Health Secretary Andy Burnham wore a black tie to the funeral of several careers on Sunday night, calling the election of two BNP MEPs “a sad day for British politics”. The Twitterati and Facebookers were the first to console themselves with the notion that the BNP actually had fewer votes than in 2004, and that the result was mainly due to Labour’s collapse. Personally, my response was that “I hereby take responsibility for the election of 2 BNP MEPs and apologise without reserve on behalf of the Labour Party.”
Don’t blame the electoral system, don’t blame the recession, don’t blame it on being in power for so long, don’t blame the turnout and definitely don’t blame “local reasons”. The responsibility for the result rests squarely with us.
By ‘us’ though, I really mean ‘the Labour leadership’. I know there are so many Labour activists, myself included, who have been swimming against the current as everything we say falls on deaf ears. Conversations on the doorstep were inevitably about expenses and leadership, never about Europe.
Therein lies the problem. The negative attention directed at Labour and specifically Brown will not go away until he does. If he doesn’t go now, another bad event will spark up more calls for him to go. Every issue and event will be seen through the prism of Brown’s weak position, opening up barely sealed wounds. The only way to stop the debate about the leadership is to push the red button.
If he does not do “the honourable thing” then he will have to be kicked out violently, lest the public do the same to the entire party. A war on all fronts, from the backbenchers to the Blairites to the Cabinet is the only way forward. The arguments against removing Brown no longer have weight; the equation has changed and unless we show the public a serious and powerful gesture, Labour will go down with him.
As Frank Field rightly points out: “Labour supporters claiming that the European results were not a catastrophe for the party can only do so by inventing a new meaning for the word catastrophe.” There are some who say that in every crisis there is an opportunity. With Brown, in every crisis there is an even bigger crisis, and in every opportunity there is a crisis with the opportunity for another crisis.

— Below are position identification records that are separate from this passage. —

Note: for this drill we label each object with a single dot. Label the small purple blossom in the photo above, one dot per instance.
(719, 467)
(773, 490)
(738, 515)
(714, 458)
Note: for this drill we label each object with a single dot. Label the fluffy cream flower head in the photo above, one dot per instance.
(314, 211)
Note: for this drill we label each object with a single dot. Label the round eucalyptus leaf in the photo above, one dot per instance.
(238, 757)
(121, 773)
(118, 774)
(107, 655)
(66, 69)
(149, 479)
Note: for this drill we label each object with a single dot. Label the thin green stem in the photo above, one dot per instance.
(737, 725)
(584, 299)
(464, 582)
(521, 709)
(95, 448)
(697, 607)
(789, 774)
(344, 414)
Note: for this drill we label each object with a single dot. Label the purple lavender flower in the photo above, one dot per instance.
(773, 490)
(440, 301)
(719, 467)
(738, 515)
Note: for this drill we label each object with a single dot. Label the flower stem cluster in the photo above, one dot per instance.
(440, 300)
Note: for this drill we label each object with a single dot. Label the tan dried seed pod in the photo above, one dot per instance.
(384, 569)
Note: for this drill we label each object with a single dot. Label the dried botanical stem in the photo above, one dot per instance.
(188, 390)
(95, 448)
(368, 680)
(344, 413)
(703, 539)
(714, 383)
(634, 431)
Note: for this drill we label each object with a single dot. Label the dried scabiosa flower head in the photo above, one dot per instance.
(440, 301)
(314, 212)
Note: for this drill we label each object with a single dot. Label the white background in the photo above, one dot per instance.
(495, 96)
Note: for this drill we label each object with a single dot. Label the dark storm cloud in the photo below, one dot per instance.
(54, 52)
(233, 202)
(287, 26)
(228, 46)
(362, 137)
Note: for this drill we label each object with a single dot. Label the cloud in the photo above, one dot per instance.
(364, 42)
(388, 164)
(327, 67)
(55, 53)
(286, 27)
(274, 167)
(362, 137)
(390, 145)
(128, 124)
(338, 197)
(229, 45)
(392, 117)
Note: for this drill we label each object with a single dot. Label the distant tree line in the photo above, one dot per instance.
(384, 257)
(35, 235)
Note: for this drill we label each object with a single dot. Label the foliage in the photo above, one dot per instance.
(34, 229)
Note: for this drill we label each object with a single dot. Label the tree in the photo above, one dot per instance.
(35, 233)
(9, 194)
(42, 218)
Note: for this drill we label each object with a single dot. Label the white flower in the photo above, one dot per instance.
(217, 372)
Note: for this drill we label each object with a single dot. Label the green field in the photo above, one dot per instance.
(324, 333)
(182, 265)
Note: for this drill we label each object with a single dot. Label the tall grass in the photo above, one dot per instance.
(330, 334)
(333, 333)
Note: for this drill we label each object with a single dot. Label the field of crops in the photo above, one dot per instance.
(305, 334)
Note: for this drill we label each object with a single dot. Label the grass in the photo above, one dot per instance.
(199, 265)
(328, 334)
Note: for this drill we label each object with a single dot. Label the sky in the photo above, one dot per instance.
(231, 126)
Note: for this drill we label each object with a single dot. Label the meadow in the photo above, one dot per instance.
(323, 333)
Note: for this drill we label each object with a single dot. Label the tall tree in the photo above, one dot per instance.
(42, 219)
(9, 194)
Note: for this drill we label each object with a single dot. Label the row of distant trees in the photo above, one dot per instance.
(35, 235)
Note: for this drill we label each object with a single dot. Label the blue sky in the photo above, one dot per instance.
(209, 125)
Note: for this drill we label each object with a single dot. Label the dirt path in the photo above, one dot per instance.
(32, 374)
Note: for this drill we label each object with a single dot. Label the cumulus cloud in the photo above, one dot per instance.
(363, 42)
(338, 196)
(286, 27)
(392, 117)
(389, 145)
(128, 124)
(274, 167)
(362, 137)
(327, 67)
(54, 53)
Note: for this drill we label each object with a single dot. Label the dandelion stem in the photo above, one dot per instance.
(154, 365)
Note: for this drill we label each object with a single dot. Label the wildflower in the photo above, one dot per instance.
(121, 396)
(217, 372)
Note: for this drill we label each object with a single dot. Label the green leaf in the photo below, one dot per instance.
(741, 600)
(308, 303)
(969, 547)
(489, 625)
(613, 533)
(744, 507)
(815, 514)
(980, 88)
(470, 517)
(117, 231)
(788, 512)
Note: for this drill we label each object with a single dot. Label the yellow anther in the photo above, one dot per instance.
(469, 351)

When it comes to problems for Labour, obviously Gordon Brown is only the tip of the iceberg. However, by getting rid of the tip, the public will no longer see the rest of the iceberg, and at least the net quantity of iceberg will have gone down a little bit.
Short of stepping down, it seems to be that the Prime Minister knows that the game is up, and has shifted into “Legacy Mode”. By painting himself as “the best man for the job” to deal with the economy, he has also remembered how he wanted to tinker with the Constitution. I had heard that he had also hoped to push through the Lisbon Treaty as well. It looked for a while that he was trying to gives his old friends that last leg-up to give his heirs more credibility. Trying to put Balls as Chancellor was a clear example.
Tragically, his legacy will be little more than the man who did worse than Michael Foot. Of course he has made an enormous contribution to the Labour Party, but he is also the man who has now done an equal amount of damage to it. If he really is “the best we have”, the Cabinet Ministers should hang their heads in shame. It is hard to imagine anyone being worse than him without deliberately trying to sabotage the party. To allow Brown to stay now is to destroy 100 years of political history for the sake of one man’s ego.
The other favourite argument of the “loyalists” (to Brown, not the Party) is that there is no consensus behind who should replace him. I think we will have cross that bridge when we come to it, unless Brown has already burned it down. We are in an untenable position now and the only way to improve our fortunes, not just in the next General Election but in the future of British politics, is to change this position. A big leap into popularity may be impossible from where we currently stand, but changing something, anything, will be a step in the right direction.
This is not the end of our trouble, but if we want to live to fight another day, it is the only way.